Many moons ago we wrote a series of blog posts detailing the standard array types that you’re most likely to use in your work (links below). Now we’re back to finish off the series with the remaining 6 arrays that aren’t commonly used. And since we’re in the middle of this blog series, why not discuss the Equatorial Array? Get it? Because “equatorial” sounds like “equator”. Ok, bad jokes aside, let’s get on with it.
If you want to check out the previous arrays we’ve discussed, here are links to those posts:
- Part 1: Wenner Array
- Part 2: Schlumberger Array
- Part 3: Dipole-Dipole Array
- Part 4: Pole-Dipole Array
- Part 5: Pole-Pole Array
A quick refresher on electrode arrays (in less than 30 words):
Electrode arrays are different arrangements of electrodes used to perform geophysical resistivity measurements. Electrode arrays were developed in order to make field measurements more efficient and data interpretation easier.

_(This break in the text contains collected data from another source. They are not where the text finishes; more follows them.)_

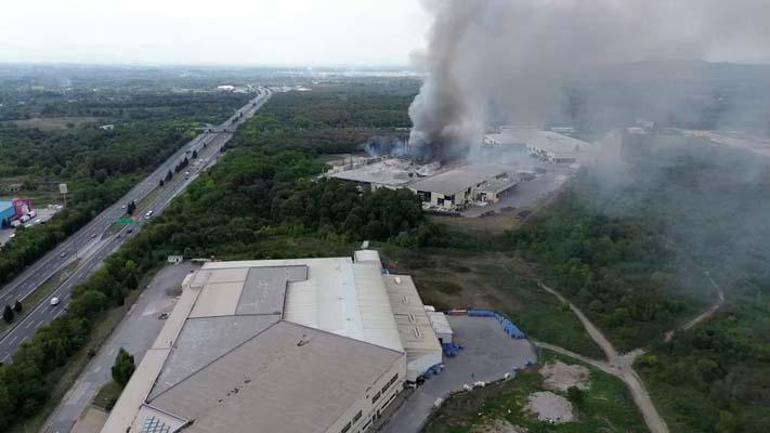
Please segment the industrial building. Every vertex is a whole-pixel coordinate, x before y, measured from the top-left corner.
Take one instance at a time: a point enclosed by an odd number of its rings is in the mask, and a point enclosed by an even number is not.
[[[495,164],[471,163],[458,166],[408,187],[423,202],[426,209],[456,210],[474,202],[497,202],[518,184],[518,177],[508,168]]]
[[[13,202],[0,200],[0,228],[9,227],[14,218],[16,218],[16,208]]]
[[[441,361],[411,277],[376,251],[210,262],[102,432],[362,432]]]
[[[509,173],[509,167],[498,164],[468,162],[441,167],[398,158],[327,175],[372,190],[408,188],[420,197],[424,209],[444,211],[479,202],[495,203],[519,182],[517,175]]]
[[[502,126],[496,134],[487,134],[485,146],[526,149],[530,155],[553,163],[574,163],[590,155],[591,143],[554,131],[530,126]]]

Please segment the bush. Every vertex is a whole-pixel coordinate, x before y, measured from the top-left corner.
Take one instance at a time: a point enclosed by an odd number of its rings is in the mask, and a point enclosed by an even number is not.
[[[121,347],[112,366],[112,380],[120,386],[126,386],[135,369],[134,356]]]

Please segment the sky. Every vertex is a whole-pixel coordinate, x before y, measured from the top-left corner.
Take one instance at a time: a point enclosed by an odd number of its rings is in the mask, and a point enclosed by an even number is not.
[[[419,0],[8,0],[0,62],[406,66]]]

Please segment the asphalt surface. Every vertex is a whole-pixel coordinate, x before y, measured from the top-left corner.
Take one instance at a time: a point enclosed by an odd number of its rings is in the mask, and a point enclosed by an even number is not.
[[[72,429],[102,386],[112,380],[110,368],[121,347],[132,354],[139,365],[163,328],[165,322],[159,319],[159,315],[174,309],[176,289],[193,269],[192,264],[183,263],[167,266],[155,275],[48,418],[44,432],[65,433]]]
[[[0,362],[9,362],[23,342],[31,338],[40,327],[50,323],[64,312],[69,304],[72,289],[85,281],[101,266],[103,260],[115,252],[127,239],[137,235],[150,219],[145,217],[146,212],[152,210],[153,218],[162,214],[174,197],[181,194],[201,172],[215,164],[221,155],[220,149],[232,138],[235,129],[252,117],[270,99],[271,94],[269,90],[260,89],[257,96],[237,110],[233,116],[182,146],[117,203],[102,211],[91,222],[3,287],[0,290],[0,307],[5,304],[13,305],[16,300],[24,303],[24,300],[48,279],[71,263],[77,262],[69,277],[48,298],[36,306],[24,305],[25,309],[32,308],[32,311],[22,320],[14,322],[13,327],[0,337]],[[197,161],[192,160],[193,150],[198,151]],[[160,187],[160,179],[165,178],[169,170],[173,172],[185,156],[190,160],[190,165]],[[189,171],[190,174],[186,176],[184,171]],[[157,193],[153,194],[156,190]],[[149,201],[144,203],[143,200],[148,197],[150,197]],[[126,211],[123,206],[131,200],[140,206],[133,216],[136,223],[111,232],[111,226],[125,216]],[[59,298],[59,305],[50,305],[49,301],[53,297]]]
[[[454,358],[444,357],[444,371],[414,390],[392,414],[381,433],[419,433],[435,410],[437,400],[446,400],[464,385],[494,382],[515,374],[537,355],[527,340],[514,340],[492,317],[448,316],[454,343],[464,349]]]

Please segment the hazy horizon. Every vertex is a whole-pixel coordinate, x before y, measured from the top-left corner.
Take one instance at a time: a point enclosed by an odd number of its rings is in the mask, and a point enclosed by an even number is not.
[[[408,68],[431,22],[419,0],[63,3],[4,6],[0,64]],[[703,60],[770,63],[732,42]]]
[[[63,3],[4,6],[0,63],[403,67],[429,24],[414,0]]]

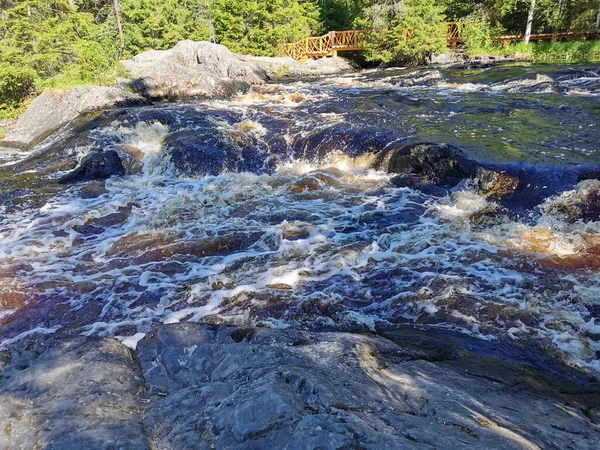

What is the Equatorial Array?
Also known as the Equatorial-Dipole array, the Equatorial array consists of the two dipoles—A-B and M-N—oriented perpendicular to the survey line.
During the sounding process, M-N is moved away from A-B along the perpendicular bisector (n). This perpendicular bisector may be regarded as an equator to the poles at A and B; hence the name "equatorial arrangement." (Reference: Geometric Factors Of Bipole-Dipole Arrays)
Benefits, Considerations, & Applications Of The Equatorial Array
Benefits: The advantage of the Equatorial Array is that you’re able to penetrate even deeper into the ground than the Dipole-Dipole array (assuming the length along the survey line is the same). This can be particularly advantageous when pulling an array of electrodes behind a vehicle or in limited spaces.
Consideration: One consideration of the Equatorial Array is that even though it can see deeper than other arrays, it will lose signal as it is expanded, which limits its use.
Applications: The equatorial array is used less often than other arrays, but it is still very useful. It can be especially helpful in situations where you are limited by tight space constraints. For example, imagine doing a survey in a parking garage. Certainly, you do not have much space between support structures there. Using this array, you can see as deep as possible in a limited space.